PUSD forced to revise 2018-19 budget by $800K
District analyzing costs in preparation of 2019-2020 budget; board retreat planned for March
A drop in student enrollment during this school year forced Prescott Unified School District to revise its existing 2018-19 budget by $800,000, relying on district savings to cover the balance.
The revised PUSD school maintenance and operation budget is $25.5 million.
So what’s going to happen for the 2019-2020 year?
District Superintendent Joe Howard admits it is still a bit of a mystery. But he promises that there is no talk about major staff cuts or program losses.
In the last decade, PUSD has become really creative and clever about how to accommodate for declining enrollments without jeopardizing programs for students, Howard said. That doesn’t mean it’s easy.

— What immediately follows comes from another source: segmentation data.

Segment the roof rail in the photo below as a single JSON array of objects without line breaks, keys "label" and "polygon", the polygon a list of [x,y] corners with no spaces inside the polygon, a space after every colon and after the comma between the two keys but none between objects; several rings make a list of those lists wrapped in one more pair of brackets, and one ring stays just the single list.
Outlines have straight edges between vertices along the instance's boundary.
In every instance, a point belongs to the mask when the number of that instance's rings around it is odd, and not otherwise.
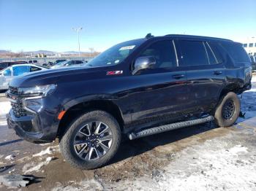
[{"label": "roof rail", "polygon": [[167,36],[173,36],[173,37],[191,37],[191,38],[202,38],[202,39],[217,39],[217,40],[225,40],[230,41],[230,39],[217,38],[217,37],[211,37],[211,36],[196,36],[196,35],[188,35],[188,34],[167,34],[165,35]]},{"label": "roof rail", "polygon": [[150,39],[152,37],[154,37],[154,36],[151,33],[147,34],[147,35],[145,36],[146,39]]}]

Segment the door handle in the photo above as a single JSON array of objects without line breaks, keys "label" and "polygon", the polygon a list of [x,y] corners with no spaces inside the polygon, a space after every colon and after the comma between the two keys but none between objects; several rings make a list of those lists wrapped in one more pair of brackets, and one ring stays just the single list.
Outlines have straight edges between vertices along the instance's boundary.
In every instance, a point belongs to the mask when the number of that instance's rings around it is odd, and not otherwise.
[{"label": "door handle", "polygon": [[222,74],[222,71],[214,71],[214,75],[220,75]]},{"label": "door handle", "polygon": [[180,79],[184,77],[185,75],[184,74],[176,74],[176,75],[173,75],[172,77],[175,78],[175,79]]}]

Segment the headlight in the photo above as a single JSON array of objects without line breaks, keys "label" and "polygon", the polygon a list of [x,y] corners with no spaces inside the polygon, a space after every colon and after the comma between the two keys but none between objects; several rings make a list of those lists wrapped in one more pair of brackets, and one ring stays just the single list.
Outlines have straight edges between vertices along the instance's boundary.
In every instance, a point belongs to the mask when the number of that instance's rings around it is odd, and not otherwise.
[{"label": "headlight", "polygon": [[38,85],[33,87],[19,87],[18,93],[29,96],[45,97],[54,92],[56,88],[56,85]]}]

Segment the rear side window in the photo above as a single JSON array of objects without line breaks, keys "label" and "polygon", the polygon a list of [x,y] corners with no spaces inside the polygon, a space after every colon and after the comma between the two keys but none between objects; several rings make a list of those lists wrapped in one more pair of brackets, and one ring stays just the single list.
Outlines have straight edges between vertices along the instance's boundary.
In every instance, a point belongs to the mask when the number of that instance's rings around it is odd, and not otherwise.
[{"label": "rear side window", "polygon": [[217,62],[216,63],[223,63],[223,57],[219,52],[217,44],[211,42],[208,42],[206,44],[209,46],[211,51],[214,53],[214,56]]},{"label": "rear side window", "polygon": [[236,62],[250,62],[250,59],[241,44],[230,42],[222,42],[221,44]]},{"label": "rear side window", "polygon": [[19,76],[23,74],[24,73],[29,72],[30,67],[29,66],[14,66],[12,68],[13,70],[13,76]]},{"label": "rear side window", "polygon": [[209,64],[203,42],[180,40],[178,42],[182,54],[182,62],[180,63],[180,66]]},{"label": "rear side window", "polygon": [[30,67],[30,71],[39,71],[41,69],[34,67],[34,66],[31,66]]}]

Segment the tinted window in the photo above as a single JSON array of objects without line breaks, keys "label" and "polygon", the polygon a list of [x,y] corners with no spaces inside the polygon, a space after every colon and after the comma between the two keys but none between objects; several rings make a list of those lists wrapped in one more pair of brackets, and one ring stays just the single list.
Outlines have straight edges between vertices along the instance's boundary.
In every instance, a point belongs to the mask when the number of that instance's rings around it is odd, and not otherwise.
[{"label": "tinted window", "polygon": [[12,68],[13,70],[13,76],[19,76],[26,72],[29,72],[30,67],[29,66],[14,66]]},{"label": "tinted window", "polygon": [[76,61],[75,63],[75,64],[80,64],[80,63],[83,63],[83,61]]},{"label": "tinted window", "polygon": [[222,45],[236,62],[250,62],[250,59],[241,44],[222,42]]},{"label": "tinted window", "polygon": [[0,63],[0,69],[5,69],[8,67],[8,63]]},{"label": "tinted window", "polygon": [[7,69],[7,70],[4,71],[2,74],[4,77],[10,77],[11,76],[11,70]]},{"label": "tinted window", "polygon": [[214,55],[215,59],[217,60],[217,63],[223,63],[223,57],[220,53],[219,45],[218,47],[218,44],[216,42],[206,42],[206,44],[209,45],[211,50],[212,50]]},{"label": "tinted window", "polygon": [[179,41],[182,54],[181,66],[208,65],[208,58],[203,42]]},{"label": "tinted window", "polygon": [[34,66],[31,66],[30,67],[30,71],[39,71],[41,70],[40,68],[34,67]]},{"label": "tinted window", "polygon": [[156,59],[155,69],[171,68],[177,66],[176,57],[171,41],[159,41],[147,47],[138,57],[153,56]]}]

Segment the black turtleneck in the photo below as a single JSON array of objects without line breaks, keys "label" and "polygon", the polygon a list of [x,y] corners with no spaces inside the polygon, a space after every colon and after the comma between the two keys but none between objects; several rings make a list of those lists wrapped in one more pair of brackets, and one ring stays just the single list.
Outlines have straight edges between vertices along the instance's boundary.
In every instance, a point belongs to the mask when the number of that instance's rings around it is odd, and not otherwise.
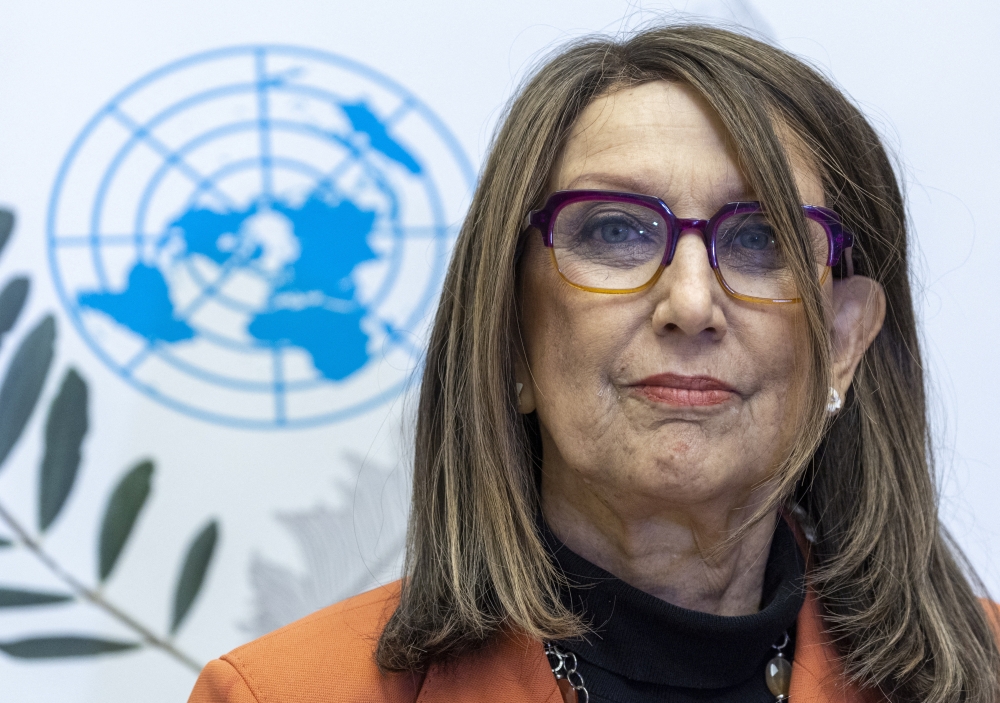
[{"label": "black turtleneck", "polygon": [[805,564],[784,520],[771,542],[761,609],[736,617],[671,605],[574,554],[544,523],[542,532],[570,583],[563,601],[592,628],[556,643],[577,655],[592,703],[773,703],[764,667],[786,632],[783,653],[792,659],[805,599]]}]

On Jan. 17, the official 100th day of school, PUSD calculated its headcount that was just shy of 4,000 students in the district. The state, though, will only fund for 3,620 of those students based on their enrollment requirements for average daily membership. Education dollars for each student are calculated on attendance through the first 100 days with reduced amounts for those who were there for only a portion, and no money for those who enroll after the 100th day. The per-pupil funding rate is about $5,000 per student.
Chief Financial Officer Brian Moore is now crunching numbers based on those enrollment figures plus projected increases the state will provide related to inflation, as well as other money promised for other targeted areas, such as teacher salaries, to determine how much will, or will not, have to be trimmed from the existing budget. His hope is that a good chunk of the $800,000 that had to be repaid to the current budget will be forthcoming from additional state allocations.
What those exact figures will be, however, have yet to be determined.
A Prescott Unified Governing Board retreat is to be scheduled for early March. At that retreat, board members will be given some budget projections so that they can begin prioritizing what they want to have in that budget.
One such thing that board members prioritized last year was money to cover part of the salary for a full-time school resource officer at the high school. Moore said he expects that remains a priority.
Though Howard does not expect to see any major staffing cuts, he said declining enrollments do require assuring that classes are staffed appropriately. District principals have become experts in figuring out how to manage class sizes so that there are neither too many students nor too few, he said. In a couple elementary districts, Howard said some boundary adjustments will be made for new students to accommodate population shirts.
With the state teaching shortages, Howard said he expects any staff reductions that would be required will be made up through attrition rather than layoffs as were required a few years ago when the district was forced to close school buildings and restructure the district to accommodate years of enrollment decline.
Moore and Howard both say one of the biggest budgeting hassles these days is the state’s shift to a current year funding formula, something that is not done elsewhere. Both said this funding formula forces administration to guess on future enrollment, which could require significant funding adjustments to be made during the fiscal year. Moore has been diligent about assuring the district maintains a solid savings balance – officially called “carry over” funds – but the enrollment shift based on projections for this year led to a large deficit, Howard said. He and Howard’s true hope is the state recognize the flaws in this budget format that moved from experience to educated guess.
Another issue relates to Prescott’s future growth.
Will Prescott continue to be marketed as a retirement community, or will be it also be touted as a thriving, economically viable place for families to reside?
As for the impact of area charter schools, Howard said the pinch was felt a few years ago. In recent years, though, he said the district has as many students return to the district from charter schools as are leave to attend them.
“There are no surprises here for us,” Howard said of preparing the budget for the coming year. Behind-the scenes, administrators in both the central office and at the seven school sites are looking at where there are efficiencies that do impact programs for students, Howard said. At the central office, Howard said a receptionist position opened. But he did not have to fill the job because the rest of the district office staff opted to rotate those duties. He said this is just an example of the creative approaches this district uses to save dollars without impacting students.
“We’ve been very creative to find ways to balance our budget (over the years). There are ways that we can squeeze the dollars,” Howard said. “We’ve talked with our principals, and we have our pro-active budgeting that is a business model of where we’re growing and where we’re not. Then we make adjustments.
“We’ve been very creative to find ways to balance the budget, and Brian (Moore) continues to bring me creative ways that least affect kids and least affect staff. We will keep finding ways to make it (education) happen.”